1 Şubat darbesi, 2015’ten beri yozlaşmış ve katil ordu yönetimi ile Ang San Su Çi liderliğindeki Ulusal Demokrasi Birliği (NLD) arasındaki ortak hükümeti sonlandırdı. Bu ortak hükümetin 2008 anayasası ile belirlenen şartları; İçişleri Bakanlığı ve Savunma ve Sınır Bakanlığı’nın tam kontrolünü orduya bırakıyor, ayrıca parlamentodaki koltukların yüzde 25’inin ordu tarafından atanmasını içeriyordu. Ayrıca şartlara göre, ülkenin temel şirketleri yalnızca askeri şirketler ya da ordunun iştirakçisi olması kaydıyla yabancı sermaye ortak girişimleri olabilirdi. Askeri partinin Kasım 2020’deki ezici seçim yenilgisinin ardından generaller bunun bir seçim sahtekârlığı olduğunu ileri sürerek, yeni parlamentonun kurulma vakti geldiğinde parlamenterlerin çoğunu birer birer tutuklamaya başladılar.
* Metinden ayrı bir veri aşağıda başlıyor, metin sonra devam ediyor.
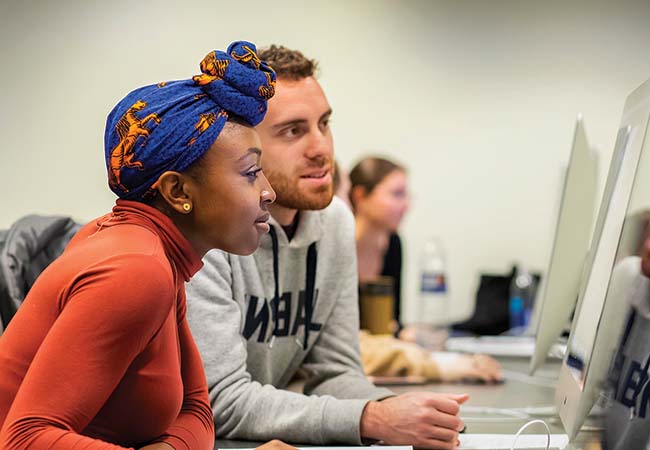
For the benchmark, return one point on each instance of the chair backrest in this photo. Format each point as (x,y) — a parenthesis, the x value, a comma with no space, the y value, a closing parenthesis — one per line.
(26,249)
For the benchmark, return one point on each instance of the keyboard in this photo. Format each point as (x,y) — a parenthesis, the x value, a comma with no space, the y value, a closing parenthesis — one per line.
(506,346)
(505,441)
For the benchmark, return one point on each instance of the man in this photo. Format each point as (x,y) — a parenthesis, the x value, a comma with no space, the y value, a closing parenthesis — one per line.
(293,304)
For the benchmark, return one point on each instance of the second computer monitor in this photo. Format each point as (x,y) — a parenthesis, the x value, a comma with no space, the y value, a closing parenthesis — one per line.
(610,266)
(572,235)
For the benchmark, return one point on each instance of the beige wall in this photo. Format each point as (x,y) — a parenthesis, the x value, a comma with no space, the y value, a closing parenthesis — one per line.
(477,98)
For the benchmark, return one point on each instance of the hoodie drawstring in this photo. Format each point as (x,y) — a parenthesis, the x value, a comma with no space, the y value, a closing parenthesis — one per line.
(310,283)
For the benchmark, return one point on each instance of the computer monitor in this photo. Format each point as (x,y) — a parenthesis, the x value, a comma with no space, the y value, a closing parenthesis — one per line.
(601,305)
(572,233)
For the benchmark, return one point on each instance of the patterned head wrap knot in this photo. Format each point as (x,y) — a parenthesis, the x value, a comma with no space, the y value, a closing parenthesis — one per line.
(169,125)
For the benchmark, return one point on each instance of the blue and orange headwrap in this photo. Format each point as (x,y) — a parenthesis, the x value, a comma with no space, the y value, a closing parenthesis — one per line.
(169,125)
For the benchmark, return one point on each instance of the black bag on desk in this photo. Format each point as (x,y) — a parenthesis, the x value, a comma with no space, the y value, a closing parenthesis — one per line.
(491,314)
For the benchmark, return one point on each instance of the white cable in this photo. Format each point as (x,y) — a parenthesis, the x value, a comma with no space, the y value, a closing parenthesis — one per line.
(548,433)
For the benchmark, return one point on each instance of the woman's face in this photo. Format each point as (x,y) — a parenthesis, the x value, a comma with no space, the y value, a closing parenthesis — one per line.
(231,193)
(386,205)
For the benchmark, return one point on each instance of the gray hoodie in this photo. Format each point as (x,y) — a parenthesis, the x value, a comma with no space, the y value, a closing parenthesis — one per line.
(252,345)
(627,425)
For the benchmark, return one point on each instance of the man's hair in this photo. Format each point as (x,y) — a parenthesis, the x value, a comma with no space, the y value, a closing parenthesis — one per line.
(288,64)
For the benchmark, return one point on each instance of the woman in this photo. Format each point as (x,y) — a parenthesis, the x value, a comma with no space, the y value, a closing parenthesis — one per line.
(379,198)
(99,356)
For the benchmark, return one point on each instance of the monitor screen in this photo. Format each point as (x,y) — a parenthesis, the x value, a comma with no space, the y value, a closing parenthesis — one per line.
(601,310)
(570,247)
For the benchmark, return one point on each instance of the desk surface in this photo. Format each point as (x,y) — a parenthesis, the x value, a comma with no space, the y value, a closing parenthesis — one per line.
(513,393)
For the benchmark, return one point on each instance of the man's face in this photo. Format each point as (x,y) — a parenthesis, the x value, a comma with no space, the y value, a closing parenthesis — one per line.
(297,144)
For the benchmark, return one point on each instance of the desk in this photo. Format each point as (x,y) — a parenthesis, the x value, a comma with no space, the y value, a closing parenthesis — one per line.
(511,394)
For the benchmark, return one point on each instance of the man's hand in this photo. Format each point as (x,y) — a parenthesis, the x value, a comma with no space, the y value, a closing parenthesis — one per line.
(275,445)
(421,419)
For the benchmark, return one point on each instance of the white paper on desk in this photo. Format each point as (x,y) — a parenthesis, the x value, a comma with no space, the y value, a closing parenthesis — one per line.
(505,441)
(374,447)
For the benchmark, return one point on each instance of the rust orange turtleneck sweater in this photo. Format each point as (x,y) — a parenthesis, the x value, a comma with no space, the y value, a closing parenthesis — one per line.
(100,356)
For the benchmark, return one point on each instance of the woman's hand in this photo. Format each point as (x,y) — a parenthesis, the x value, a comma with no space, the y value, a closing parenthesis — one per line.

İşçi sınıfı ve gençlik, darbecilerin bu sabıkalı eylemine hemen hemen tüm şehir ve kasabalarda güçlü bir devrimci seferberlik ile yanıt verdi. Bu seferberlikler sırasında ortaya çıkan Sivil İtaatsizlik Hareketi ve işçi komitelerinin ön saflarında olan tekstil endüstrisi işçileri etkileyici bir genel grev düzenlediler. Gözaltına alınan parlamento üyelerinin dörtte üçü, tüm bu kaosun ortasında gözaltında tutuldukları otelde bir bağlılık yemini eylemi gerçekleştirdi; ordu onları dağıtıp ev hapsinde tutmayı tercih ettiğinde ise birçoğu kaçmayı başardı ve gizlice Birlik Parlamentosu Temsilci Komitesi adıyla bir hükümet oluşturdular. Ang San Su Çi ve üst düzey NLD liderleri ise hâlâ gözaltında tutuluyor.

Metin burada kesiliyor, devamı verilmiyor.